Bu anlatılanlar münferit ya da istisnai örnekler olmamakla beraber vakıf üniversitesinin tam da kendini sürdürebilmesi için dayandığı kâr odaklı sömürü modeline içkin ve en temel sorunlardır. VÜDAM’ın anonim olarak yaptığı sosyal medya paylaşımları ile farklı vakıf üniversitelerinde çalışan akademisyenlerin birbirleriyle benzer deneyimler yaşadığını ve yaşadığı sorunların kendine has, özel sorunlar olmadığını fark etmesi akademisyenlerin örgütlü mücadelesine de bir ivme kazandırmıştır. Yakın zamana kadar akademisyenler, birbirleri ile aldıkları ücreti dahi konuşmaktan imtina edip, yaşadığı sorunların sistematik değil ama dekanların karaktersizliği ya da herhangi bir yöneticinin kişisel özellikleri ile ilgili olduğunu düşünen bir eğilim içerisindeydi. (Elbette bu eğilim dağınık, örgütsüz ve kendi sınırlı deneyimi ile çalışma ilişkilerini okuyan fabrika ve tersane işçilerinde de hayli yaygın). Bu eğilim kırıldıkça ve akademisyenler kendini işçi sınıfının bir parçası olarak gördükçe mücadele ve örgütlenme pratikleri de buna paralel olarak gelişecektir.
***
Bugün hala vakıf üniversitesi çalışanlarının gündeminde “iş bırakmak”, “örgütlenmek” ve “ortak hareket etmek” çok sınırlı düzeyde. Genel olarak “çalışma koşullarının değişmeyeceğine” dair inanç ve meslektaşına duyduğu güvensizlik birçok akademisyeni birlikte hareket etmekten de alıkoyan en önemli gerekçelerden. Bu doğrultuda güvencesizlik ve işten çıkarılma kaygısı değişime dair umutsuzluğu daha da perçinliyor.

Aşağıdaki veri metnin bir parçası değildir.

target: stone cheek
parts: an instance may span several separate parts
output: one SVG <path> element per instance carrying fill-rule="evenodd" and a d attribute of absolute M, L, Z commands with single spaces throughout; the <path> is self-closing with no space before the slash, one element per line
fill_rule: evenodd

Henüz iş bırakma ya da filli grev düzeyinde olmasa da akademisyenler işten çıkarılma kaygısı olmadan bilim üretmek, araştırma yapmak, üniversitenin karar alma mekanizmalarında söz sahibi olabilmek ve insanca yaşanabilir bir ücret için çeşitli üniversitelerin önünde basın açıklaması ve protestolar gerçekleştiriyor. Yakın zamanda Eğitim-Sen’in vakıf üniversitelerinde örgütlenme için yürüttüğü hukuki mücadeleyi kazanması ve böylece çalışanların örgütlenmesinin önündeki önemli engellerden birinin kalkması ile süregelen mücadele farklı bir ivme kazanabilir. Eğitim-Sen’in gündemine vakıf üniversitelerinde örgütlenmenin girmesi ve bu doğrultuda adım atması dünden bugüne biriken mücadelenin önemli kazanımlarından biridir.

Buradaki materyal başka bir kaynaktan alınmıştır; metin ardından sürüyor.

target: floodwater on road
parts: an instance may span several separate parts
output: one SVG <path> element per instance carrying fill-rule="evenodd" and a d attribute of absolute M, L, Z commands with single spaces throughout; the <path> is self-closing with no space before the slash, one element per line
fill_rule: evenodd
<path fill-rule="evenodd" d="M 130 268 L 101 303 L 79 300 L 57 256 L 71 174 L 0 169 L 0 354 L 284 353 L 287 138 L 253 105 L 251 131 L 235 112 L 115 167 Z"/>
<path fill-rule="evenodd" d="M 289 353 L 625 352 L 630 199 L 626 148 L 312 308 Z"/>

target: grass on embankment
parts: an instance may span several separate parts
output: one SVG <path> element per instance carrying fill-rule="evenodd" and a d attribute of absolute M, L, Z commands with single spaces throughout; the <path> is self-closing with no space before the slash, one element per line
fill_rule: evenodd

Nihayetinde Salim abi ve binlerce işçi gibi akademisyenler de kendi deneyimleri ışığında bir çıkış yolu arıyor. Bu birbirinden ayrı ya da kesişmez gibi görünen deneyimler; işten çıkarmalar, yoğun denetimler, düşük ücret politikaları ve sömürüde kesişiyorsa işçi sınıfının birliği ve mücadelesinde de kesişecek elbet…
[1] Kullanılan isimler işçilerin gerçek ismi değildir.